Fetching traces from MLflow is straightforward. Just set up the MLflow client and use one of its functions to fetch the data. We'll fetch the traces and evaluate them. After that, we'll add our scores back into MLflow.

The `search_traces()` function has arguments to filter the traces by tags, timestamps, and beyond. You can find more about other methods to [query traces](https://mlflow.org/docs/latest/python_api/mlflow.client.html#mlflow.client.MlflowClient.search_traces) in the docs.

In this example, we'll fetch all traces from the experiment.

In [None]:
client = mlflow.client.MlflowClient()
traces = client.search_traces(experiment_ids=[experiment_id])

## Generate evaluations with TLM

Instead of running TLM individually on each trace, we'll provide all of the prompt, response pairs in a list to TLM in a single call. This is more efficient and allows us to get scores and explanations for all of the traces at once.
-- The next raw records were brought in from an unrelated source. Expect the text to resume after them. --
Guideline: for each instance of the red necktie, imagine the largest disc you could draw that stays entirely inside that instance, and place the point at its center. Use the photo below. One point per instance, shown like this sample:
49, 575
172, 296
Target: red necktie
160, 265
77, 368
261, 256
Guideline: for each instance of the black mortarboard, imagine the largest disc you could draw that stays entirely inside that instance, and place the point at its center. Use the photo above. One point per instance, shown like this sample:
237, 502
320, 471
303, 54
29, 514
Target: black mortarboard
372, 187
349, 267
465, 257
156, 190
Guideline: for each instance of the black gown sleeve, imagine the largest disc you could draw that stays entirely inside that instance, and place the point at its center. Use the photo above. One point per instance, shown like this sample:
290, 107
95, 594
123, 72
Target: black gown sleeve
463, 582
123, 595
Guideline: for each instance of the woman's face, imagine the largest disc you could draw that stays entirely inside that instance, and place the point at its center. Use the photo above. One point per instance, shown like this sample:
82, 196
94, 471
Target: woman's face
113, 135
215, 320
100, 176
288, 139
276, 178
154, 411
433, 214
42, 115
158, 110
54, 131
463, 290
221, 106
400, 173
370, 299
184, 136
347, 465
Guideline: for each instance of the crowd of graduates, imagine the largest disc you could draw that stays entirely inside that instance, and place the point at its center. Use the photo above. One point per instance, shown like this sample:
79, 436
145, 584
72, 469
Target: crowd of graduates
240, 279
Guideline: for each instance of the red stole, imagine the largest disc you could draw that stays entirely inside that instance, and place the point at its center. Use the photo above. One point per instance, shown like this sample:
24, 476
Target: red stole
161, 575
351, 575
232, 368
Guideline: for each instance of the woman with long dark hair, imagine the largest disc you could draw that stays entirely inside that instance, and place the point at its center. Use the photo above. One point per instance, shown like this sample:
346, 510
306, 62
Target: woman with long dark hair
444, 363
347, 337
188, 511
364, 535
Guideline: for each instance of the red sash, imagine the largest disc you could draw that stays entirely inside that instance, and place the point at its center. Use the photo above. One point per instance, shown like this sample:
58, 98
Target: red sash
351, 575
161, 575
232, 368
Then, using the `request.id`, we can attach the scores and explanations back to the correct trace in MLflow.



In [8]:
from cleanlab_tlm import TLM

tlm = TLM(options={"log": ["explanation"]})

In [9]:
# This helper method will extract the prompt and response from each trace and return three lists: request ID's, prompts, and responses.
def get_prompt_response_pairs(traces):
    prompts = []
    responses = []
    for trace in traces:
        # Parse request and response JSON
        request_data = json.loads(trace.data.request)
        response_data = json.loads(trace.data.response)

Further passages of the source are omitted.